AKtbpis6Z5HX7oz0gvCZZgOE30w78LNbDNLGi9PJ
Bookmark

Mengenal Kondisi Sebelum Selama Dan Sesudah Pelaksanaan Proyek

Management
Ilustration

Proyek adalah tempat learning by doing yang sesungguhnya dilakukan. Sifat atau karakterisik proyek yang unik memungkinkan semua pihak yang terlibat di dalamnya belajar membuat suatu kesuksesan  maupun kegagalan. Keduanya dapat menjadikan proyek sebagai organisasi pembelajar”

 STUDI KASUS

Arvin sedang galau. Besok adalah hari dimana ia akan mempresentasikan laporan terkini proyek implementasi CRM (Customer Relationship Management) di kantor pusat perusahaannya kepada jajaran direksi. Sasaran utama proyek implementasi ini adalah bagaimana perusahaan Arvin dapat lebih cepat dan mudah dalam mengidentifikasi pelanggan, membedakannya dari sisi  needs dan values, berinteraksi/berkomunikasi melalui sjumlah channel, dan terakhir menyesuaikan penawaran barang atau jasa yang ingin diberikan. Sebagai seorang kepala proyek (project manager), ini adalah momen dimana dirinya akan diukur performansinya, yang bermuara kepada layak tidaknya ia diserahi kembali kepercayaan sebagai kepala proyek untuk implementasi proyek yang sama di kantor-kantor cabang perusahaannya di masa yang akan datang.

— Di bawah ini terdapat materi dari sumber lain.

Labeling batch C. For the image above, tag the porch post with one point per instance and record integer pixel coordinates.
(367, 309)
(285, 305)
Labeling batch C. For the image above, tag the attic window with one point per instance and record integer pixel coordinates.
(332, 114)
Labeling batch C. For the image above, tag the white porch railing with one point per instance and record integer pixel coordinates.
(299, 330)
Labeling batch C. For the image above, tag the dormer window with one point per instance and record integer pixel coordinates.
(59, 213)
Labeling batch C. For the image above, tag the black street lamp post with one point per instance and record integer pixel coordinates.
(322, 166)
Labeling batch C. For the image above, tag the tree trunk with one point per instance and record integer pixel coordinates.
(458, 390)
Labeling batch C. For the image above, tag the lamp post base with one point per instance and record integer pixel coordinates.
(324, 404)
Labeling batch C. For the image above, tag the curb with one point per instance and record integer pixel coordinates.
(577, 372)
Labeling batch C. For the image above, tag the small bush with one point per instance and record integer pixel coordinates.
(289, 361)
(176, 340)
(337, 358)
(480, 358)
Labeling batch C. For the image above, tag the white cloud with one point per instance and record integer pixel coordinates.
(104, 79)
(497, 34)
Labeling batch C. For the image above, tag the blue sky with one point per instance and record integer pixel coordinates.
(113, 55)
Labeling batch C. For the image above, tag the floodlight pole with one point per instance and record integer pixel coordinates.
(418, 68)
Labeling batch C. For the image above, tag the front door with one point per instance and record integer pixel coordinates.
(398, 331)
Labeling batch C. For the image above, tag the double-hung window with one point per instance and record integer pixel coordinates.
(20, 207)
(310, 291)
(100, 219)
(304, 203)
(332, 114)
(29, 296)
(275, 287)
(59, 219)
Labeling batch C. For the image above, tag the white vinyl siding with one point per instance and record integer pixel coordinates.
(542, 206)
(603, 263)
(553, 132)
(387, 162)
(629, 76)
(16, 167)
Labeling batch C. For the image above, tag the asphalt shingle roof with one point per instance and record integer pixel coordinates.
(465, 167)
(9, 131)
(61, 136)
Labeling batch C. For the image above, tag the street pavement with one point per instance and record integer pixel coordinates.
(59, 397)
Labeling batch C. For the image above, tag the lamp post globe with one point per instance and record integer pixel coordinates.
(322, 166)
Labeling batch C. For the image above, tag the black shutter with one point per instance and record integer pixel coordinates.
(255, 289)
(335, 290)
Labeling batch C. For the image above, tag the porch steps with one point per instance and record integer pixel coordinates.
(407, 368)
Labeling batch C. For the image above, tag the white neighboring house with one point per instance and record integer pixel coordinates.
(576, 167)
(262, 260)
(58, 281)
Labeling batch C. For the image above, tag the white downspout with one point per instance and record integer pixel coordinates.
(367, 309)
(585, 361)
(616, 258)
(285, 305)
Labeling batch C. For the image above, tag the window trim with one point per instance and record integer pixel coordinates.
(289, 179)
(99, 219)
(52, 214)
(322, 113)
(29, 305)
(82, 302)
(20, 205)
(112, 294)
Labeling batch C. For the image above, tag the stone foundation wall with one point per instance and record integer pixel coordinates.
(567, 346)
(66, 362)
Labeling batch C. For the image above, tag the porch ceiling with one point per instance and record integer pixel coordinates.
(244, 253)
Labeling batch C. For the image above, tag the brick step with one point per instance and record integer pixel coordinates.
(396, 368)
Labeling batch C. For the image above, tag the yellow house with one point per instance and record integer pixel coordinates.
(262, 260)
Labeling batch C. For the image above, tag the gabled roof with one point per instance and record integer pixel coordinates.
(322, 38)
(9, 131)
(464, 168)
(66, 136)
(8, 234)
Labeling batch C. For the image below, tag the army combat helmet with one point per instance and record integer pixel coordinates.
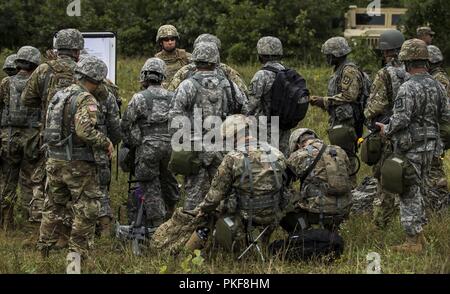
(206, 53)
(153, 69)
(391, 39)
(270, 46)
(167, 31)
(92, 68)
(435, 54)
(336, 46)
(297, 135)
(414, 49)
(69, 39)
(29, 54)
(208, 38)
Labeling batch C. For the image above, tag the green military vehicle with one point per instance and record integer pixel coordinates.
(359, 24)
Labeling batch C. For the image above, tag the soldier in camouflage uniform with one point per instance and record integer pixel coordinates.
(46, 80)
(251, 176)
(344, 90)
(438, 194)
(324, 199)
(270, 51)
(206, 93)
(228, 72)
(75, 148)
(413, 129)
(145, 126)
(379, 107)
(426, 34)
(168, 38)
(16, 124)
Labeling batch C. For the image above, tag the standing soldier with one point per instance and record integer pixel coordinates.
(379, 108)
(16, 124)
(413, 129)
(324, 172)
(425, 34)
(270, 52)
(438, 194)
(175, 58)
(344, 93)
(75, 146)
(46, 80)
(229, 73)
(145, 128)
(205, 93)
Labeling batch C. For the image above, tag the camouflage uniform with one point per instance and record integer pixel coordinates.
(45, 81)
(261, 200)
(145, 124)
(73, 173)
(344, 89)
(379, 106)
(208, 92)
(17, 123)
(414, 133)
(261, 86)
(174, 60)
(315, 203)
(437, 185)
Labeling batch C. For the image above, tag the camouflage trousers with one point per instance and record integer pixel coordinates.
(412, 212)
(18, 169)
(197, 186)
(71, 185)
(437, 187)
(158, 184)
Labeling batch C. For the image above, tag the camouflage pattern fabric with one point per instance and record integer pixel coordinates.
(414, 133)
(147, 115)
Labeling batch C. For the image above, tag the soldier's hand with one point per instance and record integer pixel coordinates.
(110, 150)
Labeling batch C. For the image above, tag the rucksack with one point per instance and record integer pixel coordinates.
(289, 97)
(309, 244)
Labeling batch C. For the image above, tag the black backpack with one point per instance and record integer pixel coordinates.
(289, 97)
(308, 244)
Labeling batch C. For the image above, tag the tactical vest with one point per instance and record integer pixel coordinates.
(59, 135)
(156, 117)
(213, 94)
(15, 114)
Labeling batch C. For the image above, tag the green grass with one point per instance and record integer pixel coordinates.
(360, 236)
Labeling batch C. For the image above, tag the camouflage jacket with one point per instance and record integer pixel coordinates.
(35, 94)
(232, 180)
(260, 87)
(174, 61)
(146, 117)
(419, 106)
(228, 72)
(384, 90)
(314, 196)
(442, 77)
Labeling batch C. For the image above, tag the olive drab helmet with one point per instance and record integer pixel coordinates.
(29, 54)
(93, 68)
(270, 46)
(10, 62)
(153, 69)
(435, 54)
(414, 49)
(390, 40)
(69, 39)
(337, 46)
(234, 124)
(166, 31)
(206, 52)
(208, 38)
(296, 136)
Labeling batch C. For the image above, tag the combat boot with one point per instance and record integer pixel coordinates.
(413, 244)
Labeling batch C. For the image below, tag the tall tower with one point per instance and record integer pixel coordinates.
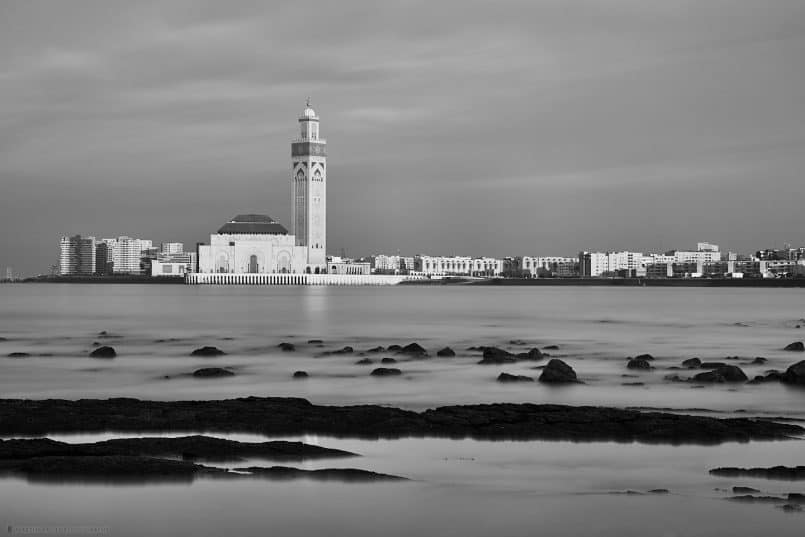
(309, 190)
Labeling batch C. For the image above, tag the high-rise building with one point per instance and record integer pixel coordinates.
(76, 255)
(309, 189)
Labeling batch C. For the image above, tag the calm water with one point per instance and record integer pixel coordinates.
(459, 487)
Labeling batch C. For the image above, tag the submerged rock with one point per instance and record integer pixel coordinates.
(506, 377)
(558, 372)
(207, 350)
(103, 352)
(795, 374)
(385, 372)
(208, 372)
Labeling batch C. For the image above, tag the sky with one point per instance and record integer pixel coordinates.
(541, 127)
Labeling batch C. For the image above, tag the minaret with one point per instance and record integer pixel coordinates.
(309, 190)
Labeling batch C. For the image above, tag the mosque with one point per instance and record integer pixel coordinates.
(257, 244)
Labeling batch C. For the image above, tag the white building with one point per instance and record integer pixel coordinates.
(257, 244)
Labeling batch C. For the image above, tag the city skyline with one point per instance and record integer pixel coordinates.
(552, 136)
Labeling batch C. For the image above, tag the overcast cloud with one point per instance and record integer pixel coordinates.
(474, 128)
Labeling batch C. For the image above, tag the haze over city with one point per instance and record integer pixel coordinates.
(453, 128)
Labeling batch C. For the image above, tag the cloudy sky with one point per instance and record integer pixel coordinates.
(454, 127)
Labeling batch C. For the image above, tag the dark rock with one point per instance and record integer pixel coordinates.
(385, 372)
(506, 377)
(324, 474)
(795, 374)
(787, 473)
(692, 363)
(207, 351)
(727, 373)
(413, 349)
(103, 352)
(207, 372)
(638, 363)
(557, 372)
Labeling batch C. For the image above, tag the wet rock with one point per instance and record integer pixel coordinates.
(210, 372)
(207, 350)
(103, 352)
(414, 349)
(795, 374)
(558, 372)
(727, 373)
(385, 372)
(638, 363)
(323, 474)
(787, 473)
(506, 377)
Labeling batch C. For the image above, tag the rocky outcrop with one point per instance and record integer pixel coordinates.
(211, 372)
(506, 377)
(385, 372)
(207, 351)
(795, 374)
(103, 352)
(727, 373)
(558, 372)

Kegalauannya semakin memuncak tatkala ia melihat bahwa banyak hal seputar proyek ini yang serba over. Over yang pertama adalah over schedule, dimana target sistem CRM ini untuk ‘menyala’ jauh di luar target. Setidaknya aktualisasi waktu sistem di run meleset tiga bulan dari yang ditetapkan. Over yang kedua adalah over budget, dimana biaya-biaya baik yang sifatnya tetap (fixed) maupun berjalan (variable) tak dinyana membengkak hingga 20 persen dari rencana awal, sehingga ada kelebihan sekitar 500 juta rupiah yang ternyata banyak disebabkan oleh addendum para konsultan CRM pihak ketiga yang bekerja melebihi hari yang disepakati, karena masalah internal yang terjadi di perusahaan Arvin sendiri. Over yang ketiga adalah over resources, yang sangat tidak diduga Arvin dan tim proyeknya, dimana tim proyek yang seharusnya hanya Arvin dan empat orang koleganya, ternyata di masa pelaksanaan beranak-pinak menjadi delapan orang. Alasannya adalah sangat klasik, karena selain mengerjakan proyek ini, Arvin dan keempat rekannya juga masih harus mengerjakan tugas operasional mereka sehari-hari di kantor, sehingga seringkali ada masa dimana mereka sama sekali tidak punya waktu untuk menghadiri berbagai meeting koordinasi, apalagi mengawasi dengan cermat proses implementasi sistem CRM ini. Belum lagi saat sistem CRM ini go show secara menyeluruh di bagian pemasaran, pelayanan dan retensi pelanggan, Arvin menduga akan terjadi berbagai penolakan sebagian user yang enggak berubah dari sistem lama yang cenderung jadul ke sistem yang baru dan canggih ini. Kondisi ini akan membutuhkan banyak lobbying kepada para atasan sang user yang bersangkutan, yang tentu akan kembali menyedot waktu dan tenaga.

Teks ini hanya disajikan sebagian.